Comments (9) Pingbacks (3)
  1. How did another moody slowed down version of happy pop song cynically put together for a movie trailer make it all the way to number 1?

    • You’re right that there are many covers like that these days, but for what it’s worth, “S.O.S.” was not used in the trailer. The song was not even released for months after the movie came out, until the band wanted to pay tribute to a murdered politician.

      • Also, I’d argue that Portishead’s motivations for recording the song were far from cynical. In the context of the movie High-Rise, “S.O.S.”‘s effect is devastating. If the band recorded the song for the sole purpose of having a hit, I’d agree with you, but self-interest is sorely lacking here.

        If any of these 50 songs get you smiling, humming, or thinking, then we’ve done our job. We hope they make you want to hear more from the artists involved, whether covered or covering.

  2. There is a little gem of a cover of the Patti Smith classic, “Dancing Barefoot”, by her Majesty. It is sexy and sultry and trippy.

  3. Disturbed’s Sound(s) of Silence? Come on! How could you leave this out???

  4. Great list! I really appreciate the trouble all of you go to over the course of the year listening and finding things and writing them up…and then making this list from among all those selections.
    See ya in 2017~

  5. C’mon man, And I Bid You Goodnight is a Joseph Spence song, and anyone writing about music should know that. And it had been covered many times (most notably by The Incredible String Band) before the Dead got to it. If you want to make a list of “Best Cover of A Cover Song”, then you can include Sam Amidon covering the Grateful Dead covering The Incredible String Band covering Joseph Spence.

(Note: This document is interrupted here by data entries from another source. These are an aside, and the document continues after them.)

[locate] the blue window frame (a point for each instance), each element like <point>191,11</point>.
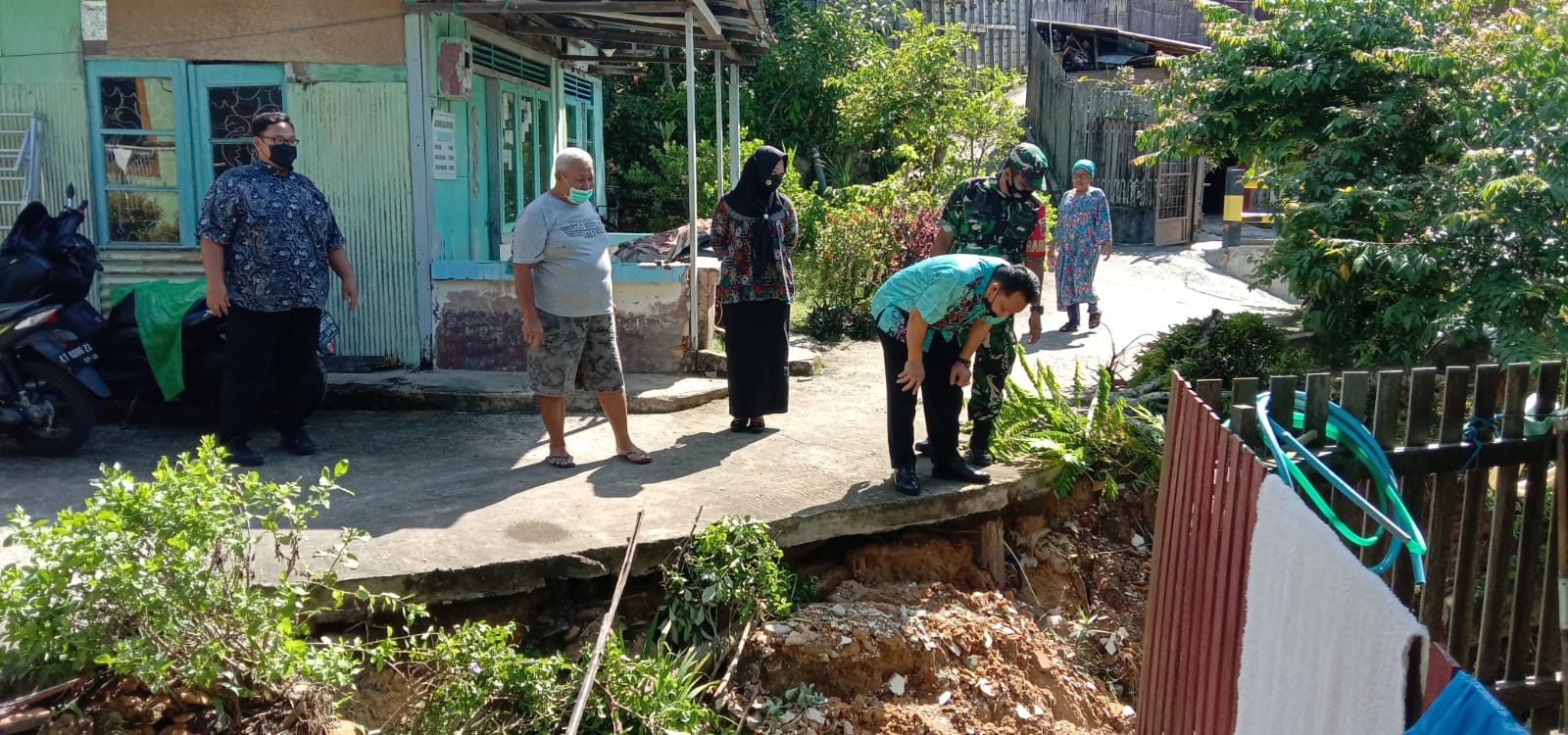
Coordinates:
<point>162,132</point>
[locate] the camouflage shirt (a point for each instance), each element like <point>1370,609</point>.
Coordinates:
<point>987,222</point>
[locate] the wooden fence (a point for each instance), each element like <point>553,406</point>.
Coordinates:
<point>1207,504</point>
<point>1458,449</point>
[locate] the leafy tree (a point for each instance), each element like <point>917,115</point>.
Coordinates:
<point>1416,156</point>
<point>792,102</point>
<point>916,101</point>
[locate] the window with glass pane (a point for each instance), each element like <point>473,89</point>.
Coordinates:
<point>140,159</point>
<point>509,159</point>
<point>574,125</point>
<point>231,110</point>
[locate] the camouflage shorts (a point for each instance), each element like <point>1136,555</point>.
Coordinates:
<point>576,352</point>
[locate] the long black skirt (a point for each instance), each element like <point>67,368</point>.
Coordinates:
<point>757,342</point>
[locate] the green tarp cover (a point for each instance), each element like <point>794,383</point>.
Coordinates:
<point>161,311</point>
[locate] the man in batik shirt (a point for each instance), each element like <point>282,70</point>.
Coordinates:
<point>267,242</point>
<point>932,317</point>
<point>995,215</point>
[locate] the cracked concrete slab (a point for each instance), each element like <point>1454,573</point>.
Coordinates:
<point>463,505</point>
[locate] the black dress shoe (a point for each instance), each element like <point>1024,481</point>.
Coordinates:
<point>958,468</point>
<point>298,442</point>
<point>245,455</point>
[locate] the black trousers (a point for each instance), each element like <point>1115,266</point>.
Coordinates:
<point>943,402</point>
<point>757,342</point>
<point>266,348</point>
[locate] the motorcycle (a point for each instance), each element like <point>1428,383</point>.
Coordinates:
<point>46,258</point>
<point>47,386</point>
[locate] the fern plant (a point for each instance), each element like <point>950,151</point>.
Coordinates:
<point>1086,434</point>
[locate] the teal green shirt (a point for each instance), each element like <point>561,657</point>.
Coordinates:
<point>949,290</point>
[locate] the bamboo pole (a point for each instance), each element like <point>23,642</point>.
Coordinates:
<point>604,630</point>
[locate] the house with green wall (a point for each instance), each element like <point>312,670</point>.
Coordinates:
<point>428,127</point>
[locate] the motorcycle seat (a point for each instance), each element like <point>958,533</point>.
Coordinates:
<point>13,308</point>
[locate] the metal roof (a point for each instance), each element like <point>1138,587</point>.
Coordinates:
<point>1164,44</point>
<point>626,31</point>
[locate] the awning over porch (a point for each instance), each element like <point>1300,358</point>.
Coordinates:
<point>624,33</point>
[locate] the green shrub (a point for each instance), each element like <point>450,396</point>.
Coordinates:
<point>728,574</point>
<point>477,682</point>
<point>1219,345</point>
<point>156,580</point>
<point>1092,436</point>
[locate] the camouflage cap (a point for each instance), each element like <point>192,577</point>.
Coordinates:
<point>1029,160</point>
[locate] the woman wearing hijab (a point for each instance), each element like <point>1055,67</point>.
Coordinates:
<point>1082,237</point>
<point>755,230</point>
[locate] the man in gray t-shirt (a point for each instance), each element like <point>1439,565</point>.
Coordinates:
<point>562,273</point>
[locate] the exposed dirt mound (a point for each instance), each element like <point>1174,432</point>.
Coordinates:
<point>922,659</point>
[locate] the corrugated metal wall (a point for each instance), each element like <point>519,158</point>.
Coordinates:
<point>65,151</point>
<point>1081,120</point>
<point>1000,26</point>
<point>353,143</point>
<point>1192,637</point>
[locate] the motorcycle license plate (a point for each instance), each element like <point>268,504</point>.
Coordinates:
<point>80,355</point>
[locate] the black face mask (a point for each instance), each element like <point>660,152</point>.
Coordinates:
<point>1015,191</point>
<point>284,154</point>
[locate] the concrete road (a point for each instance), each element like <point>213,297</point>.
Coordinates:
<point>460,504</point>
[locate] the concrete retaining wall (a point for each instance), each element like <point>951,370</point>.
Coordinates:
<point>1243,262</point>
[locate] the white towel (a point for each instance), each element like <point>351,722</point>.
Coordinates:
<point>1325,645</point>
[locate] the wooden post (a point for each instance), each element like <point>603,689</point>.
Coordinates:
<point>1499,549</point>
<point>1562,547</point>
<point>604,630</point>
<point>1413,486</point>
<point>1385,426</point>
<point>1352,398</point>
<point>1317,386</point>
<point>1468,557</point>
<point>1211,389</point>
<point>1533,514</point>
<point>993,552</point>
<point>1445,502</point>
<point>1244,395</point>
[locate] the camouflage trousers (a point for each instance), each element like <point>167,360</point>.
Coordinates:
<point>993,364</point>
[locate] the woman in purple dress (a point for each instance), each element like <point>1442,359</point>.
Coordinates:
<point>1081,240</point>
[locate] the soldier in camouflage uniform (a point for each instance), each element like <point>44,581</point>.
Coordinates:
<point>995,215</point>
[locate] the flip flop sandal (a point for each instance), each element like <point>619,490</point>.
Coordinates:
<point>637,457</point>
<point>561,461</point>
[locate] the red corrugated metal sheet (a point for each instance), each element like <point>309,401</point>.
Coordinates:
<point>1199,582</point>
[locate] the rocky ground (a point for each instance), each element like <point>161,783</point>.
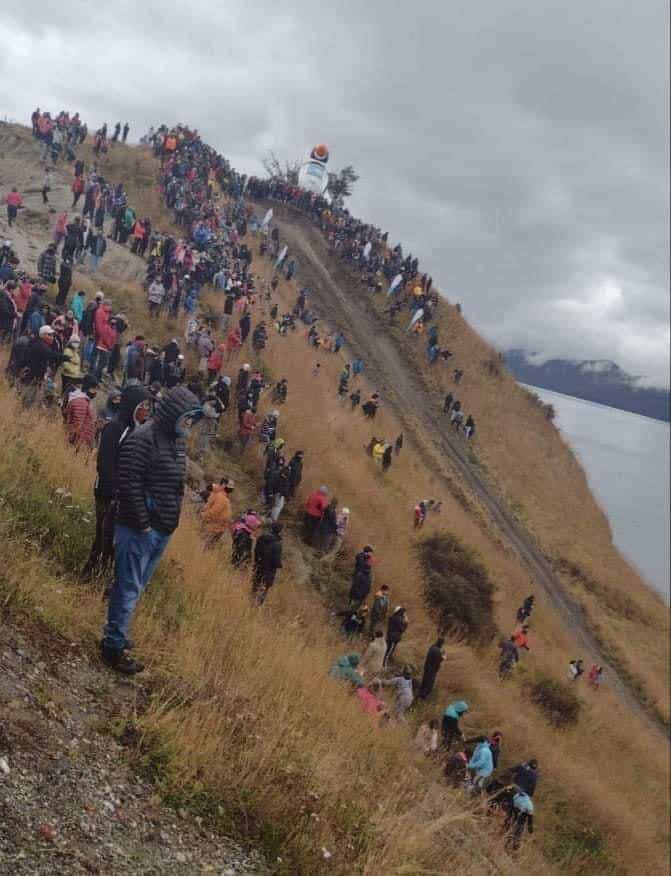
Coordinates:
<point>70,801</point>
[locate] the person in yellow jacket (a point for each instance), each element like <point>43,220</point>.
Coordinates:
<point>218,514</point>
<point>71,371</point>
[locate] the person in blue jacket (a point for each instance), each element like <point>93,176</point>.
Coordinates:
<point>345,669</point>
<point>481,764</point>
<point>450,724</point>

  6. thanks for the list. while a lot of the songs dont do much to me (as a cover and orginal) there were some nice finds in that i (as always not very observant) totally missed before but liked:
    Sinéad O’Connor cover, her voice sounded very nice on that track.
    really loved roy peaks version of miss ohio. has a nice bit more energetic take on it.
    Norah Jonescover was nice too
    Lucinda Williams made me emotional. so much thanks.
    i personaly would have gave 41 shots the first place from this songs.